風も季節によって呼び方が少し変わってきます。
春(3月末~4月):春風(しゅんぷう)
5月:薫風(くんぷう)
6月:涼風(りょうふう)
7月:松風(しょうふう)
それぞれに出典がありますが、今回は5月の「薫風」をご紹介しようと思います。この言葉の出典は「薫風自南来」です。
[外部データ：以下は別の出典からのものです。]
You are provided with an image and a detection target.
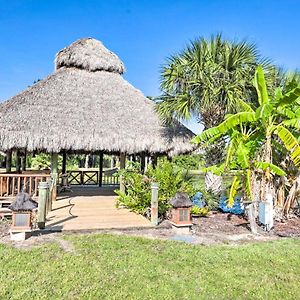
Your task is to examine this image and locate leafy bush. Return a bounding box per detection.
[172,154,204,170]
[191,206,209,217]
[116,161,195,216]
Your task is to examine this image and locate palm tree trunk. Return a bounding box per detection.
[205,172,222,196]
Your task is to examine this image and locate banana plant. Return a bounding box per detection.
[193,66,300,205]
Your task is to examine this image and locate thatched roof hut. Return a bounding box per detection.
[0,38,193,155]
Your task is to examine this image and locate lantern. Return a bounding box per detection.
[170,192,193,233]
[9,192,37,241]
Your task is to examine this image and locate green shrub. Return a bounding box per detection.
[172,154,204,170]
[191,206,209,217]
[116,161,195,216]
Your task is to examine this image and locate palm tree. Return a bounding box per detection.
[158,34,270,193]
[194,66,300,211]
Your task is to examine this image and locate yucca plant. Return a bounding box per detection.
[193,66,300,209]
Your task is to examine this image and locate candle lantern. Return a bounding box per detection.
[9,192,38,241]
[170,192,193,233]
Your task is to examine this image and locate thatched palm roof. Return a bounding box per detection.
[0,38,193,155]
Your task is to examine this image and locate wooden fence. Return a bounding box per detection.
[67,171,119,186]
[0,174,50,198]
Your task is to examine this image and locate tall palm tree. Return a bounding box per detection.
[158,34,274,194]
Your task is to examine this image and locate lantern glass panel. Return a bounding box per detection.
[15,213,30,227]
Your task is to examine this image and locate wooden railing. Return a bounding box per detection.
[0,174,50,198]
[67,171,119,185]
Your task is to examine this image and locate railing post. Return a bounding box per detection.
[37,181,49,229]
[151,182,159,226]
[51,153,58,201]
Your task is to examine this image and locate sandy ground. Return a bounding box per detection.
[0,213,300,252]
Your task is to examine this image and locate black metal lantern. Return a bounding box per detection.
[170,192,193,227]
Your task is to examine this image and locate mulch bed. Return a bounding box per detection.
[193,212,300,237]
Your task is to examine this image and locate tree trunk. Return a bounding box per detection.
[205,172,222,196]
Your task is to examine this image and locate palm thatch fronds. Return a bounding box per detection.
[0,38,193,155]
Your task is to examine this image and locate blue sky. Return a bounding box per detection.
[0,0,300,132]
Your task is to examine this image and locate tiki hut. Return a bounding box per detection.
[0,38,193,197]
[0,38,193,156]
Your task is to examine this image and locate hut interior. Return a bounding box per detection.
[0,38,193,201]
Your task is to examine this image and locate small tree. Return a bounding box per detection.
[158,34,270,193]
[194,66,300,211]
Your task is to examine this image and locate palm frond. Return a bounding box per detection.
[275,125,300,166]
[254,66,269,105]
[254,161,286,176]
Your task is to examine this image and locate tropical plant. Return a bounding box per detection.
[194,66,300,211]
[158,34,273,193]
[172,154,205,170]
[116,161,195,216]
[191,206,209,217]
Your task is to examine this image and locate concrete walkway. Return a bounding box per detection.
[46,187,152,230]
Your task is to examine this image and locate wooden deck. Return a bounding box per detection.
[46,187,152,230]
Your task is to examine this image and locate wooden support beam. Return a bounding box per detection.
[141,152,146,174]
[61,150,67,174]
[6,150,12,173]
[21,149,27,171]
[99,151,104,186]
[151,154,157,169]
[16,150,21,174]
[51,153,58,201]
[120,152,126,193]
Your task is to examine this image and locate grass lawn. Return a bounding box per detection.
[0,234,300,299]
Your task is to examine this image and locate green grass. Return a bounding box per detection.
[0,234,300,299]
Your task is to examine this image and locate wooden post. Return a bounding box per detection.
[37,181,49,229]
[61,150,67,174]
[6,150,12,173]
[151,154,157,169]
[120,152,126,193]
[51,153,58,201]
[141,152,146,174]
[99,151,103,187]
[151,182,158,226]
[16,150,21,174]
[21,149,27,171]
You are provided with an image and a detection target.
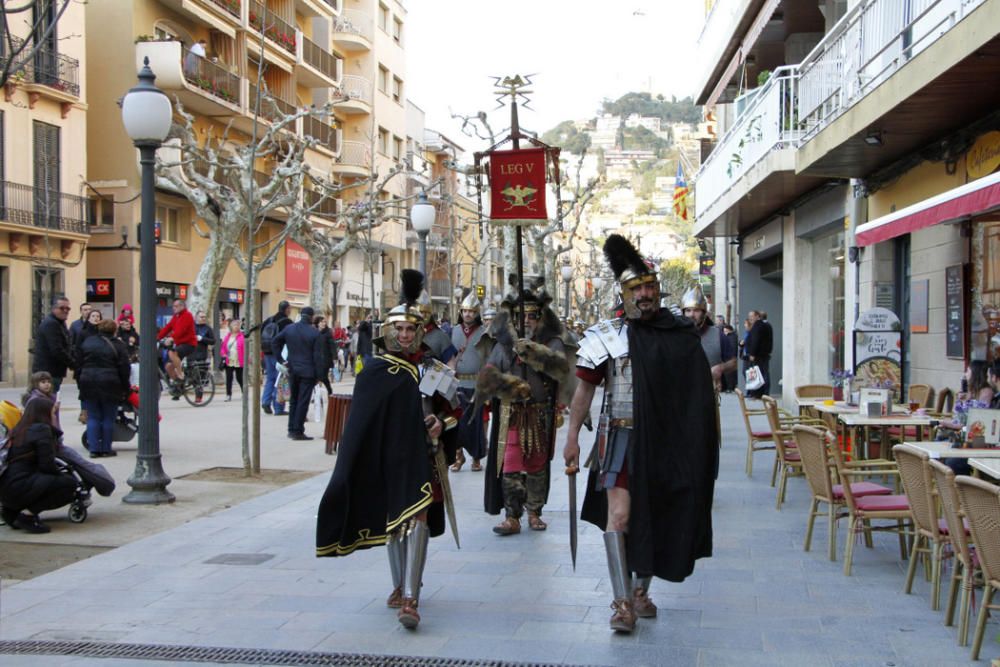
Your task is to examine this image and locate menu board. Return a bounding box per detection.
[944,265,965,359]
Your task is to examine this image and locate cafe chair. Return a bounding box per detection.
[733,389,778,486]
[927,459,978,646]
[955,475,1000,660]
[892,444,950,611]
[792,426,892,561]
[829,440,912,576]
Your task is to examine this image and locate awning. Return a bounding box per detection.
[854,172,1000,246]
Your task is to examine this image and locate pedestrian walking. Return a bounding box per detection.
[563,234,719,633]
[271,306,319,440]
[31,296,76,394]
[221,317,246,402]
[77,320,131,458]
[260,301,292,415]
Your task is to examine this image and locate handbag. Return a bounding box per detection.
[743,365,764,391]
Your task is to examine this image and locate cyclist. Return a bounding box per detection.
[156,299,198,382]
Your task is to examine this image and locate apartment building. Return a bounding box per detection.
[695,0,1000,399]
[86,0,406,332]
[0,3,90,387]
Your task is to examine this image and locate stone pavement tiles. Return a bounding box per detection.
[0,396,1000,667]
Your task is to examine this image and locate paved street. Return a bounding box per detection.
[0,396,1000,666]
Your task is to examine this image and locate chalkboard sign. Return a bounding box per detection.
[944,265,965,359]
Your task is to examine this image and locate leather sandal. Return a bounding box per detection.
[493,516,521,535]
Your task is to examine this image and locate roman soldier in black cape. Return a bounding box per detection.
[563,234,719,632]
[316,269,454,628]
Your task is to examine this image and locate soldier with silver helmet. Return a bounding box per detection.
[563,234,718,632]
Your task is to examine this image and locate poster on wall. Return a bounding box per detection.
[854,308,903,388]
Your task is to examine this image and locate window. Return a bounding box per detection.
[378,65,389,95]
[156,206,180,243]
[378,127,389,155]
[378,2,389,33]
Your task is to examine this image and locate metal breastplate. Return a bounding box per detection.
[604,356,634,419]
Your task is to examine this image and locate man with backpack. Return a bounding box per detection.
[260,301,292,415]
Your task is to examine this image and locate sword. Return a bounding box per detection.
[434,441,462,549]
[566,463,580,572]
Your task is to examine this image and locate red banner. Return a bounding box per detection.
[285,239,312,294]
[490,148,548,220]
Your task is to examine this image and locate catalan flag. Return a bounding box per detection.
[674,161,688,220]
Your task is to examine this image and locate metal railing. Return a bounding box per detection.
[333,9,375,42]
[0,36,80,97]
[181,47,240,104]
[0,181,93,234]
[249,0,297,53]
[302,37,338,81]
[337,141,372,169]
[695,67,802,223]
[799,0,985,141]
[302,116,339,153]
[340,74,372,104]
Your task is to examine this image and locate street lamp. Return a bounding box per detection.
[330,264,344,329]
[410,192,437,280]
[559,264,573,319]
[122,58,174,505]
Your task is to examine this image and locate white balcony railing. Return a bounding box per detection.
[799,0,985,141]
[695,67,802,223]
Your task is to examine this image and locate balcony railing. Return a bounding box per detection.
[695,67,802,216]
[302,116,338,153]
[249,0,296,53]
[181,48,240,104]
[340,74,372,104]
[0,181,93,234]
[333,9,375,42]
[799,0,985,141]
[0,36,80,97]
[302,37,337,81]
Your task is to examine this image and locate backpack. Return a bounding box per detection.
[260,319,278,354]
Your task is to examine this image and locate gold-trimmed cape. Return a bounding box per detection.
[316,355,435,557]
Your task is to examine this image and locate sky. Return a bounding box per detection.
[404,0,705,159]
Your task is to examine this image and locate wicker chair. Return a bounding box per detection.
[892,445,949,611]
[927,460,978,646]
[733,389,778,486]
[955,475,1000,660]
[830,440,912,576]
[792,426,892,560]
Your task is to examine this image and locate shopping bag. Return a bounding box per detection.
[744,366,764,391]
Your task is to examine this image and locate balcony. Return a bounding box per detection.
[695,67,821,236]
[297,37,340,88]
[248,0,299,56]
[796,0,1000,177]
[332,141,372,178]
[333,9,375,51]
[0,181,93,234]
[135,41,240,116]
[302,116,340,155]
[336,74,372,115]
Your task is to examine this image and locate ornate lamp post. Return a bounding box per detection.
[410,192,437,276]
[330,264,344,329]
[122,58,174,504]
[559,264,573,319]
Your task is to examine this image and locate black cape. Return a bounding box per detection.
[316,355,444,557]
[580,309,719,581]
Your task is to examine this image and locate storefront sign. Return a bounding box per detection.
[285,239,312,293]
[965,131,1000,179]
[490,148,548,221]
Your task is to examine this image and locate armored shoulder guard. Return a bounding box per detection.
[576,318,628,368]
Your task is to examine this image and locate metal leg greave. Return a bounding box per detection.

(右の画像の書は、鎌倉・巨福山建長寺管長・栢樹庵 吉田正道老師様の揮毫された書です。)
「薫風自南来」は「くんぷうじなんらい」とそのまま音読みする場合と、「くんぷうみなみよりきたる」と読み下す場合があります。この言葉には「殿閣微涼を生ず」という続きの語があります。
意味としては、「心地よい風(ほのかな香りのする風)が南から吹いてきて気持ちが良いなぁ。暑さの中、宮殿も心地よい涼しさに包まれた。」と字面からは読み取れます。
この言葉は昔の中国の皇帝〔唐の文宗(ぶんそう)〕が詠んだ詩が出典です。皇帝の住んでいた宮殿は南向きに建てられていましたから、南からの風を感じたのですね。実は、半年ほど前にご紹介した「南無」についてもこうした経緯から、南基点になったのではないか!?と私は考えております。
暑い日々、頭がボーっとしてしまう季節となりますが、そんな時に涼しい風を感じると本当に心地いいものです。物事に関しても、色々考えていると「煮詰まって」しまい、良い案が浮かばない時があります。そんな時、「ちょっと一息」を入れることも大切なのです。日本では昔から「三時のおやつ〔御八つ(=昔の時刻を表す言葉で、現在の午後2時~午後4時のことを指します。)〕」という習慣があります。これは「薫風自南来」に通じる習慣だと私は考えております。
宋の時代の詩人・蘇東坡(そとうば)が批判したことでこの言葉は有名になったそうです。(禅語としては、大慧禅師の大悟の語として知られています。)
実は蘇東坡という詩人は前回の「無一物中無尽蔵」にも関わりのある人物です。揮毫して下さった老師様も前回と同じく栢樹庵老師様です。弊社は京都で商いをしておりますが、鎌倉を陰ながら支える役目を仰せつかっております。(参考までにこちらをご覧ください。)
今回は季節の言葉をこれまでの記事と関連してご紹介致しました。